Encephalitis, a life-threatening neurological disorder with high mortality and debilitating long-term sequelae, remains a formidable clinical challenge due to limited therapeutic strategies targeting its underlying pathological mechanisms. Current interventions, constrained by blood-brain barrier (BBB) impermeability and a focus on symptomatic relief, fail to mitigate ferroptosis and reactive oxygen species (ROS)-mediated neurotoxicity-central drivers of disease progression. Here, we present CeO₂/3TT@NP-RVG, a multifunctional nanomaterial engineered for integrated diagnosis and treatment of encephalitis. The nanoplatform combines ROS-scavenging cerium oxide (CeO₂) with photothermal NIR-II-emissive (3TT) nanoparticles, enabling real-time fluorescence imaging of encephalitis with deep-tissue resolution. Functionalization with rabies virus glycoprotein-derived RVG peptide ensures BBB penetration and neuron-targeted delivery. In LPS-induced encephalitis models, CeO₂/3TT@NP-RVG demonstrated dual therapeutic efficacy: alleviating oxidative stress by neutralizing ROS, suppressing pro-inflammatory cytokines (TNF-α, IFN-β), and inhibiting ferroptosis via ubiquitination-mediated downregulation of the POR-ACSL4-LPCAT3 pathway, thereby reducing polyunsaturated fatty acid peroxidation.

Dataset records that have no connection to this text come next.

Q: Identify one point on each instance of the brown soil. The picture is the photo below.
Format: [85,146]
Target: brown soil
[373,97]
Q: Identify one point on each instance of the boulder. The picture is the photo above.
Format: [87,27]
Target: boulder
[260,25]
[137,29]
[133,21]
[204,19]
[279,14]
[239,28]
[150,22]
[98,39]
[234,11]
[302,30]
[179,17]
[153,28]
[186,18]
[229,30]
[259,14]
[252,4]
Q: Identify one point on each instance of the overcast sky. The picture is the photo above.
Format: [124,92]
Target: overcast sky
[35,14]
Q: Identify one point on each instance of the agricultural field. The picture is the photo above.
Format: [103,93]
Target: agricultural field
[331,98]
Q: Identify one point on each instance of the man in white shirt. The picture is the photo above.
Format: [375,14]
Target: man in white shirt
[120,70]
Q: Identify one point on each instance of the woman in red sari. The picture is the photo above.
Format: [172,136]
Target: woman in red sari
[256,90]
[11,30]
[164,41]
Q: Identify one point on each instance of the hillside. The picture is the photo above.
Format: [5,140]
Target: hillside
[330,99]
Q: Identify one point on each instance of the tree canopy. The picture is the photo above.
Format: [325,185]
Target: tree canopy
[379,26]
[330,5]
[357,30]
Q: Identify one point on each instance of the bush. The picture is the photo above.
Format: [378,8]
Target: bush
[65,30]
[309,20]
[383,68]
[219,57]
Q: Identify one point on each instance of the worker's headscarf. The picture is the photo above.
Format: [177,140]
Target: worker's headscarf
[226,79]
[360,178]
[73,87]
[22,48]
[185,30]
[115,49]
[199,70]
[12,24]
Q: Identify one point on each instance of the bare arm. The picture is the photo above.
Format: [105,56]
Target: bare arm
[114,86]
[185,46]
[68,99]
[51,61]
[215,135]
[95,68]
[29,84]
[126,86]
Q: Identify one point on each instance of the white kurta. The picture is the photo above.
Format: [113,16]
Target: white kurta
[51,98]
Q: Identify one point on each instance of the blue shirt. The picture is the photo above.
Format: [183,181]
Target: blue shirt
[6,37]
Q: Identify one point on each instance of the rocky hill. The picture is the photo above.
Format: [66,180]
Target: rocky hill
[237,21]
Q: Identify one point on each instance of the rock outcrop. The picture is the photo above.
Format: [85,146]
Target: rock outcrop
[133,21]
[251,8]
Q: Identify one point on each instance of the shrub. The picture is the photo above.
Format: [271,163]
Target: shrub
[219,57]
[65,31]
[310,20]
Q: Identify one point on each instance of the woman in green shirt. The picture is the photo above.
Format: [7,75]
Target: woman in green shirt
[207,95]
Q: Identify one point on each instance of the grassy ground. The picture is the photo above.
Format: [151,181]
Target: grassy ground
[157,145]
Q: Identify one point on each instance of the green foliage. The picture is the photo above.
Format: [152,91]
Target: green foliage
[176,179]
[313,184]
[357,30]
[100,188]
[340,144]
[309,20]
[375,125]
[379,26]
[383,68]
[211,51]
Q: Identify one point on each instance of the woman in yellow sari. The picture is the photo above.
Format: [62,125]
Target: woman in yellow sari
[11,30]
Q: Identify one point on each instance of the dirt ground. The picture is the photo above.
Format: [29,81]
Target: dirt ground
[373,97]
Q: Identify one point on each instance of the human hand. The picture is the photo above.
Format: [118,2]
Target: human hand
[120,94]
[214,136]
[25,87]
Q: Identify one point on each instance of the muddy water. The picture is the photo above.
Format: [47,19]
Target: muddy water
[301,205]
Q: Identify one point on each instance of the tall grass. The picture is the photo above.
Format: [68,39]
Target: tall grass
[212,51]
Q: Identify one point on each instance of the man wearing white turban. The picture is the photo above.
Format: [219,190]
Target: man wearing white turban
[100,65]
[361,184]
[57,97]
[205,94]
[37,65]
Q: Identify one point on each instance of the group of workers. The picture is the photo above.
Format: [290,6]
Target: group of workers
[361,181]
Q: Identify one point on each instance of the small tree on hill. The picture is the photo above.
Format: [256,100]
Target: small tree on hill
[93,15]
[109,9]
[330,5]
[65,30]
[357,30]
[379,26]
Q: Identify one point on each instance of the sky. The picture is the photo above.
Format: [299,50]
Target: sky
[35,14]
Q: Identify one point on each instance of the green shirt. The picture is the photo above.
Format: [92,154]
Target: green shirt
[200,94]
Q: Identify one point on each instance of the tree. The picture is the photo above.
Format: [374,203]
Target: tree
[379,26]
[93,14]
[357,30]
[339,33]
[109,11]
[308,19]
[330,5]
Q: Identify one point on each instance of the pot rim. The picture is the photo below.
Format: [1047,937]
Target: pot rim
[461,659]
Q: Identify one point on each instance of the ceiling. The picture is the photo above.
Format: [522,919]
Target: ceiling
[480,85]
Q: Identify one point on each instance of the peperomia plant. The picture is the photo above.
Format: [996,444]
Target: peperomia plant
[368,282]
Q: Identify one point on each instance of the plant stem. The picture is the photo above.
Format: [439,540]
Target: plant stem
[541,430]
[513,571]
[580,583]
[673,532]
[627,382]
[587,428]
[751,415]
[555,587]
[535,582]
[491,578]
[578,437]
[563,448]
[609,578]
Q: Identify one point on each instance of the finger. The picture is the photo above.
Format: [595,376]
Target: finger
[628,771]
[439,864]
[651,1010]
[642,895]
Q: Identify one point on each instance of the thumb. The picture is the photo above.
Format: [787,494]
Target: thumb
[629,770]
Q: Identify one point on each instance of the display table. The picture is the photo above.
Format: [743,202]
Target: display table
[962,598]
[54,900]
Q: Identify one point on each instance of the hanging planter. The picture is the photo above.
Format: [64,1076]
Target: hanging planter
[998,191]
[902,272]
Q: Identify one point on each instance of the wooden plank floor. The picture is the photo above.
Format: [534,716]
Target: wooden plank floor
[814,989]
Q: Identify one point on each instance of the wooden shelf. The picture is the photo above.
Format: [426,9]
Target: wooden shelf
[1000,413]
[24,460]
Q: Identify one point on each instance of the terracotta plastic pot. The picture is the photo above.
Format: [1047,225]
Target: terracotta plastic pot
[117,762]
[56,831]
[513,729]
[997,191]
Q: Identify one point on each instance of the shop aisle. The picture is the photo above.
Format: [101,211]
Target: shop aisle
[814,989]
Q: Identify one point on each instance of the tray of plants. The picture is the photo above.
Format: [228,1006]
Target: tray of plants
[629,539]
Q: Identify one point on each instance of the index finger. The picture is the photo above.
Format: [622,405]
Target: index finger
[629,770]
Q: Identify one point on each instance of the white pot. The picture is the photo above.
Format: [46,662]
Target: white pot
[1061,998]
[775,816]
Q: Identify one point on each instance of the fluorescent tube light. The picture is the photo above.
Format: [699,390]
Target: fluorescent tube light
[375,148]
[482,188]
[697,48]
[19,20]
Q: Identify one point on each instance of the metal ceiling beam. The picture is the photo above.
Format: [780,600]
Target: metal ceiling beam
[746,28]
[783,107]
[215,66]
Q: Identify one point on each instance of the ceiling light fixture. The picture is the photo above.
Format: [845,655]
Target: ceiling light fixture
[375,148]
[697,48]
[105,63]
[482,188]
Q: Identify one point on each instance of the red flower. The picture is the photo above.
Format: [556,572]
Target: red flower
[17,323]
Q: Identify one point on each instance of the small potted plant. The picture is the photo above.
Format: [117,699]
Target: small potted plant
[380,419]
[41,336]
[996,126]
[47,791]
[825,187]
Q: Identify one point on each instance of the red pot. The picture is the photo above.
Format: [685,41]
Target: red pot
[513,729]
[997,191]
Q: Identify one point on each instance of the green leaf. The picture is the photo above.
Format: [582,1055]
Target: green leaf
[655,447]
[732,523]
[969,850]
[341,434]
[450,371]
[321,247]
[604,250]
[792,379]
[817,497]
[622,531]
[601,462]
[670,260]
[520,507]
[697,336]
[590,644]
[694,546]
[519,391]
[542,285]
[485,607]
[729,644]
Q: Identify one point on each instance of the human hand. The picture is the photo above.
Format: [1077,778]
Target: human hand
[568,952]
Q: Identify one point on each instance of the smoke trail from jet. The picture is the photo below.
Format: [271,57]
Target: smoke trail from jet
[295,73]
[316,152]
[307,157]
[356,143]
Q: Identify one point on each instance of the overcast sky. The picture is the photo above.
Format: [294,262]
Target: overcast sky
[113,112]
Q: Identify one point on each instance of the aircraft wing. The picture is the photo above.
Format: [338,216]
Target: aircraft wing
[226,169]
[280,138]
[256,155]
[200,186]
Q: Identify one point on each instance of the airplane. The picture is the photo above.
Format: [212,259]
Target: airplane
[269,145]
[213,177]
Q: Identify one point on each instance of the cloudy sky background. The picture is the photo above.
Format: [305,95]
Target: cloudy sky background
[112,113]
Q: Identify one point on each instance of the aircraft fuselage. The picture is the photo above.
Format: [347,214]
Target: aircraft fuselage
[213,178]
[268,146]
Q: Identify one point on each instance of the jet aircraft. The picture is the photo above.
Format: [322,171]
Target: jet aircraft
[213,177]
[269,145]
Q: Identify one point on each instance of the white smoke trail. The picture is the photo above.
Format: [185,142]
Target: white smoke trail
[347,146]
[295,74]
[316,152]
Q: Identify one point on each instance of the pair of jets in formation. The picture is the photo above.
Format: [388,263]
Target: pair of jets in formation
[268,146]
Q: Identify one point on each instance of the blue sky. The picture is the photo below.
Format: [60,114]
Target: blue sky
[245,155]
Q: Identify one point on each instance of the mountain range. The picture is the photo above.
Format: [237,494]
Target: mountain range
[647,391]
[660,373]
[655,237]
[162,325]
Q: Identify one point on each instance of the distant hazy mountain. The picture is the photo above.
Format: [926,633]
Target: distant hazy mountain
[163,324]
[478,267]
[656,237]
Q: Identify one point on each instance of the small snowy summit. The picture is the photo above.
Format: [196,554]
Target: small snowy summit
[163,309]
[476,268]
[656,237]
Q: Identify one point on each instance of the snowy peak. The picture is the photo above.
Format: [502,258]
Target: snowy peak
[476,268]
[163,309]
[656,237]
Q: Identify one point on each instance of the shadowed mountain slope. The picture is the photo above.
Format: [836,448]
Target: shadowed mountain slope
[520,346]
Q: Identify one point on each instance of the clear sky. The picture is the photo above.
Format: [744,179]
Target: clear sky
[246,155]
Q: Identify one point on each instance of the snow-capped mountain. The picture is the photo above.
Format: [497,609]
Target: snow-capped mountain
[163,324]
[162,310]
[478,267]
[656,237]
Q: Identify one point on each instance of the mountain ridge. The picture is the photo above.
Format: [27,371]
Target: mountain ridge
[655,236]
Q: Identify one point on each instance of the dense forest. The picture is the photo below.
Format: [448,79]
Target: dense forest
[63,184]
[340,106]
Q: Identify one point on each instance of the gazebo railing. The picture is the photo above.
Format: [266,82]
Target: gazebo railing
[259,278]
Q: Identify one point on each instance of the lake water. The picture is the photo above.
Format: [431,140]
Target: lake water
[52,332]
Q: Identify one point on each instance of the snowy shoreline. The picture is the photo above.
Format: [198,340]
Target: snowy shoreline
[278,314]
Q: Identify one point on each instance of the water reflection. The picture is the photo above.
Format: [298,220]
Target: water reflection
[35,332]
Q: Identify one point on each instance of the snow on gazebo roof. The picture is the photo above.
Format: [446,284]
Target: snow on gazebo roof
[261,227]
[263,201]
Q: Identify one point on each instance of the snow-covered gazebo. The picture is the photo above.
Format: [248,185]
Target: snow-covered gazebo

These synergistic actions significantly improved survival rates and mitigated neuroinflammation. Our findings highlight CeO₂/3TT@NP-RVG as a pioneering theranostic platform that bridges molecular mechanism-based therapy with precision imaging, offering a transformative strategy for encephalitis and related neurological disorders.

Keywords: Encephalitis; Ferroptosis; Inflammation-targeted; Oxygen species.